Milo Yiannopoulos kommt nach Budapest

flickr.com/ OFFICIAL LEWEB PHOTOS (CC by 2.0)

Die umstrit­tene bri­ti­sche (poli­tisch rechte) Persönlichkeit Milo Yiannopoulos wird die „Die Zukunft Europas“ -Konferenz wäh­rend des unga­ri­schen Ratsvorsitzes der V4 (Visegrad Group) – 2017/​18 auf dem Castle Garden Bazaar in Budapest im Januar eröff­nen.

Yiannopoulos ist ein bekann­ter Sprecher der „Alt-right“, der von vie­len als Provocateur ange­se­hen wird. Was die poli­ti­schen Ansichten des Schriftstellers betrifft, ist Yiannopoulos ein gro­ßer Fan von US-Präsident Donald Trump, hat sich aber seit den ame­ri­ka­ni­schen Bombenangriffen in Syrien im letz­ten Jahr von Trump distan­ziert. Er ist offen schwul, lehnt jedoch die Ausweitung der Schwulenrechte ab. Er ist auch ein Kritiker des Feminismus, der poli­ti­schen Korrektheit und des Islam. Er kari­kiert oft die katho­li­sche Kirche, eine Eigenschaft, die andere Teilnehmerländer irri­tie­ren könnte. 

Auf der ande­ren Seite könn­ten seine kon­tro­ver­sen, har­ten Kommentare zu Einwanderung und Flüchtlingen für einige V4-Regierungen attrak­tiv sein, die auch inter­na­tio­nale Kritik für ihre Aussagen und ihre Politik gegen­über Migraten erhal­ten haben. Er war Journalist der rechts-intel­lek­tu­el­len Nachrichten- und Meinungsseite Breitbart, musste aber nach einer Reihe kon­tro­ver­ser Kommentare zum Thema sexu­el­ler Kindesmissbrauch zurück­tre­ten.

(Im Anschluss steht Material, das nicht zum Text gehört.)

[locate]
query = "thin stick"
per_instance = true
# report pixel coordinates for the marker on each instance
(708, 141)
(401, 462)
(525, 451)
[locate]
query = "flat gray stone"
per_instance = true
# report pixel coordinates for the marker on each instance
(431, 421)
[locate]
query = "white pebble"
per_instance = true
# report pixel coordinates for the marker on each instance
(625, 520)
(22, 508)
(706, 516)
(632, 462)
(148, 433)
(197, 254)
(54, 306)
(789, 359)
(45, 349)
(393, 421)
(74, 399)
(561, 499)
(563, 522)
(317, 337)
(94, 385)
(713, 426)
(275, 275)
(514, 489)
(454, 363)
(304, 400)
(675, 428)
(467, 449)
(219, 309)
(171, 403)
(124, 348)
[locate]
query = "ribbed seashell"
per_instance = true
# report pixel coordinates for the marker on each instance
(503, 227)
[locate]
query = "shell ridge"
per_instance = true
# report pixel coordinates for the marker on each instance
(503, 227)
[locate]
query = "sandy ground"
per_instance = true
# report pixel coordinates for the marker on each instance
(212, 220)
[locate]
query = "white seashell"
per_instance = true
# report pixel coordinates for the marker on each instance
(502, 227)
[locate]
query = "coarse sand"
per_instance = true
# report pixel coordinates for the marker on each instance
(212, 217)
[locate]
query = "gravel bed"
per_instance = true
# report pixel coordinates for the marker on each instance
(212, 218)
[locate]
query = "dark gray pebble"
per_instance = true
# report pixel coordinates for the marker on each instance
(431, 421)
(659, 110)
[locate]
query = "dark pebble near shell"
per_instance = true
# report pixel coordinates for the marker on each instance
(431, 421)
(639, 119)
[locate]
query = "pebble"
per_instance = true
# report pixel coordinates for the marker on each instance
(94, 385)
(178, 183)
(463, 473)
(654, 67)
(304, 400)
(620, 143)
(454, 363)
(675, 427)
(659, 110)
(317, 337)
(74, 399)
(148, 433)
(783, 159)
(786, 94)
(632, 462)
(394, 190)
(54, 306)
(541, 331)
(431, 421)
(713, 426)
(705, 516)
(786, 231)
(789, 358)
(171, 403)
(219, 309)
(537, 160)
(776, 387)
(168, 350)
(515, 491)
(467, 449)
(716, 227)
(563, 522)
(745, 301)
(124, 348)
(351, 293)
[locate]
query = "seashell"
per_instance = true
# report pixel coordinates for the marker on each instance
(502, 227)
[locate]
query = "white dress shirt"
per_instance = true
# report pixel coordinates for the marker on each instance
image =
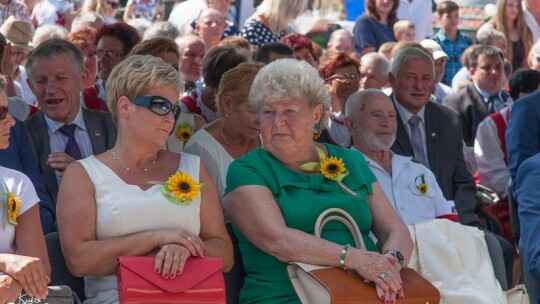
(420, 14)
(401, 189)
(405, 116)
(492, 169)
(58, 141)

Als Reaktion auf den glei­chen Skandal strich Simon & Schuster seine Pläne zur Veröffentlichung sei­ner Autobiographie ab. Sein Empfang in den Medien und der Politik in Ungarn war, wie nicht anders zu erwar­ten, umstrit­ten. Der unga­ri­sche Nationalökonom Zoltan Pogatsa hat behaup­tet, dass die Teilnahme von Yiannopoulos auf­grund der selbst­be­schrie­be­nen „Anti-Flüchtlings-Haltung“ des Trolls ver­ständ­lich sei. 

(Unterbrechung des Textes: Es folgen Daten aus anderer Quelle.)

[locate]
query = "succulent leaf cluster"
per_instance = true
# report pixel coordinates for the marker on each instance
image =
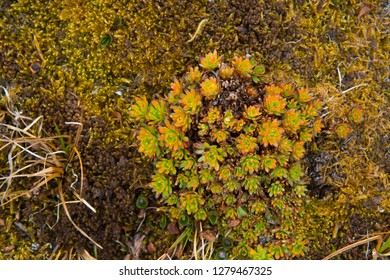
(227, 149)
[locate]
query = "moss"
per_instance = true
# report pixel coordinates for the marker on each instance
(324, 45)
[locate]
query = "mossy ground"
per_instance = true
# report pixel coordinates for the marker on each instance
(329, 46)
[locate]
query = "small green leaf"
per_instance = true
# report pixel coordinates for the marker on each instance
(241, 212)
(227, 243)
(142, 202)
(221, 253)
(184, 220)
(213, 217)
(163, 222)
(106, 40)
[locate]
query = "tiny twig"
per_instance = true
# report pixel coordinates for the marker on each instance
(198, 30)
(353, 245)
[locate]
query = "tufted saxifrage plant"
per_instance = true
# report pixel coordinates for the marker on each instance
(227, 151)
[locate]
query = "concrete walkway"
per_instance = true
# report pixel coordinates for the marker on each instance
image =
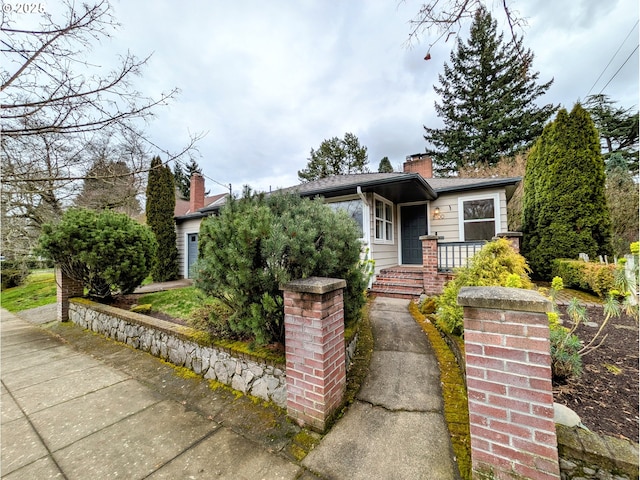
(396, 427)
(76, 405)
(121, 413)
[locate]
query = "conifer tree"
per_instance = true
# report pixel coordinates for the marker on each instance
(564, 209)
(336, 156)
(488, 95)
(161, 202)
(385, 166)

Vertreter der poli­ti­schen Linken haben seine Teilnahme ver­ur­teilt und die Regierung auf­ge­for­dert, seine Rede abzu­sa­gen. Agnes Vadai, Vizepräsidentin der Oppositionspartei DK (Democratic Coalition), ist sogar noch wei­ter gegan­gen und hat den Innenminister gebe­ten, ihn aus dem Land zu ver­ban­nen. Tamas Deutsch, ein Gründungsmitglied von Fidesz und Teilnehmer an der bevor­ste­hen­den Konferenz, ver­tei­digte Yiannopoulous und behaup­tete, die Angriffe auf den Schriftsteller, der Artikel geschrie­ben habe, die behaup­te­ten, „Geburtenkontrolle macht Frauen unat­trak­tiv und ver­rückt“ seien ein­fach „poli­ti­sche Hysterie“.